Ryanair çalışanları sorunun uçakta içki içen yolculardan çok da kaynaklanmadığını öne sürüyor. Daha ziyade sorun, havaalanında zaten sarhoş olan, uçağa binerken kendilerini kontrol altında gibi görünen ve uçuş sırasında dikkat çekici hale gelen kişilerdir. Özellikle uçuşun ertelenmesi durumunda çok daha fazla alkol tüketileceği söylendi.
Ryanair vakası öncelikle havayolunun İrlandalı bir yolcuya karşı açtığı davayla ilgili. Rahatsız edici davranışı nedeniyle, havayolunun bu ay açıkladığı üzere, yaklaşık 15.000 avroluk hasara neden olan bir uçuşun yönünün değiştirilmesi gerekti.
Spesifik olarak, geçen yıl Nisan ayında Dublin’den Lanzarote’ye giden bir uçuş, yolcu nedeniyle Porto’ya yönlendirilmek zorunda kalmıştı. Hiçbir ayrıntı verilmedi. İrlanda mahkemesinde görülen davada Ryanair, 160 yolcu ve mürettebatın otel masrafları için 7 bin avro, Portekiz havaalanına iniş ve hizmet ücretleri için ise 2 bin 500 avro talep ediyor.
Azami uçuş saatlerine ve dinlenme sürelerine uyum sağlamak amacıyla mürettebatın değiştirilmesinin maliyeti için de 1.800 Euro gerekiyor. Ayrıca Ryanair, fazla yakıt maliyeti nedeniyle dava edilen yolcudan 800 avro, uçakta kaybedilen satışlar için 750 avro ve Portekiz’deki yasal masraflar için 2.500 avro talep ediyor. Açıklamada, “Eğer bu rahatsız edici yolcu, rotayı Porto’ya yönlendirmeseydi” bu maliyetlerin hiçbirinin karşılanmayacağı belirtildi.

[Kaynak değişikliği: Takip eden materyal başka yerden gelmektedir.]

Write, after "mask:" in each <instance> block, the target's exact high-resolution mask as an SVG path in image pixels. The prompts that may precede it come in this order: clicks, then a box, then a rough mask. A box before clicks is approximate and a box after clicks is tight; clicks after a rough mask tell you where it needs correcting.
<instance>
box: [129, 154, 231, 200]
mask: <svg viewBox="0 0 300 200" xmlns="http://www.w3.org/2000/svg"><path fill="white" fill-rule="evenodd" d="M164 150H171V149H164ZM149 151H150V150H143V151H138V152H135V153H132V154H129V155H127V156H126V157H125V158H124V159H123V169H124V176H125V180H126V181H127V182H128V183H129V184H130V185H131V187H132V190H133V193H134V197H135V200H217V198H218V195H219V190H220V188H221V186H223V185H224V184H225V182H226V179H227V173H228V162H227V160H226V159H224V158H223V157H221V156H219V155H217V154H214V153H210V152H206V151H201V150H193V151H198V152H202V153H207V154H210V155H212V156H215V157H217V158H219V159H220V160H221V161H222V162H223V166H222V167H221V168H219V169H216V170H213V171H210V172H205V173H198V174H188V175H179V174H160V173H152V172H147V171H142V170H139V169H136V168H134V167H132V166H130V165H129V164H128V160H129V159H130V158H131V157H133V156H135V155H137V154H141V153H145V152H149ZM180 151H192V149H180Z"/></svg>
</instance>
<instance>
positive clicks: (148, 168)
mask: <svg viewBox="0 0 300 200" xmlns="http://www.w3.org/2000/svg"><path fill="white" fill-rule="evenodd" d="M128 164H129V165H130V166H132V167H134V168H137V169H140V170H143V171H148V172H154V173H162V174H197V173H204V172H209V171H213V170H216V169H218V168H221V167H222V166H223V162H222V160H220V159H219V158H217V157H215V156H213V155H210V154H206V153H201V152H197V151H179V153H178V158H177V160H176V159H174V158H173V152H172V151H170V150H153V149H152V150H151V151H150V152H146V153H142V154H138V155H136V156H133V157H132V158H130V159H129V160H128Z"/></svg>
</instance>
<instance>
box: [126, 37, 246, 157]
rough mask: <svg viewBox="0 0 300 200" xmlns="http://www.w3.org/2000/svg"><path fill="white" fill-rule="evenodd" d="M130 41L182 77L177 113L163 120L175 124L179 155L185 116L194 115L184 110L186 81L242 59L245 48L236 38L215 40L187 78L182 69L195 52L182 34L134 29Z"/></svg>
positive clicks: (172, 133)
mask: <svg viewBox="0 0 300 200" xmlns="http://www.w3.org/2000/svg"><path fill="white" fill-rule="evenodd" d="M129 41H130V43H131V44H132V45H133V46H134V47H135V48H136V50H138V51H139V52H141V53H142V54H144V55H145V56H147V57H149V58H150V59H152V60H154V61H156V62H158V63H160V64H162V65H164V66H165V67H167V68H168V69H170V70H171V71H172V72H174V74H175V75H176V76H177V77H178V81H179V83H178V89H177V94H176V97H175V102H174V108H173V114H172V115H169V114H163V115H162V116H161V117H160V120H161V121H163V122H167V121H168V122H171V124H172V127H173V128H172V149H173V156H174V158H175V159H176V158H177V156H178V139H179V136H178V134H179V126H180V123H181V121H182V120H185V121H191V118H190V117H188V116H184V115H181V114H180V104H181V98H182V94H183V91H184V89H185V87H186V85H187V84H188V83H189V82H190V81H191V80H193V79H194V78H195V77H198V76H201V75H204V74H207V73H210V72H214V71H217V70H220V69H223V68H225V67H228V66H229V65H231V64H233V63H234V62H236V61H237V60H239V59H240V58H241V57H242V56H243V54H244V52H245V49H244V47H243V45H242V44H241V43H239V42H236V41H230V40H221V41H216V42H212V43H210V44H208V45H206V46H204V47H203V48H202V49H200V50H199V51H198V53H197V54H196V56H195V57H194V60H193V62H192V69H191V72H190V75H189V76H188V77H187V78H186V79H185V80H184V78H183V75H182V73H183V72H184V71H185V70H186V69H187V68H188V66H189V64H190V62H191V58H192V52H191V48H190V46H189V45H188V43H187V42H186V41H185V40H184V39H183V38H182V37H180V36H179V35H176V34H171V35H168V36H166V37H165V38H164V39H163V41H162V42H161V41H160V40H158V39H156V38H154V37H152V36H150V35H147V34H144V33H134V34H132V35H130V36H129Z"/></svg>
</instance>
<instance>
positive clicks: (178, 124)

Ryanair’in patronu O’Leary geçen yaz işleri yoluna koydu. Telegraph’ta, özellikle İbiza ve bazı Yunan adaları gibi parti noktaları olarak bilinen destinasyonlarda alkolle ilgili olaylar gördü. Ryanair’in, su şişelerinin votka ile doldurulduğu iddiasının ardından İbiza’ya giden yolcuların çantalarını aramaya başladığı belirtildi. O’Leary’ye göre o zamandan beri su şişelerine artık izin verilmiyor.
Ryanair’in patronu ayrıca birçok gecikmenin olduğu günleri en zor günler olarak gördü. Normalde yolcular kalkıştan bir saat önce havaalanına gelirler, bu da iki içki için yeterli bir süredir. Ama daha uzun sürerse ve uçuş birkaç saat rötar yaparsa “beş, altı, sekiz, on” bira içilir. Bekleme süresini kahve veya çay ile geçirmek daha iyi olur. O’Leary, “Bu sarhoş bir yolculuk değil” dedi.
O’Leary, havalimanlarının kendisinin savunduğu kısıtlamalara karşı çıktığını ve gözle görülür biçimde sarhoş olan kişilere barlarda zaten hizmet verilmeyeceğini ileri sürdüğünü söyledi. Ancak daha sonra seyahat arkadaşlarına veya akrabalarına buna göre hizmet verilecek. O’Leary, talebinin havaalanı barlarının satışlarını etkilemeyeceğine dair güvence vermişti; içecek ve yiyecek hâlâ mevcut olacaktı.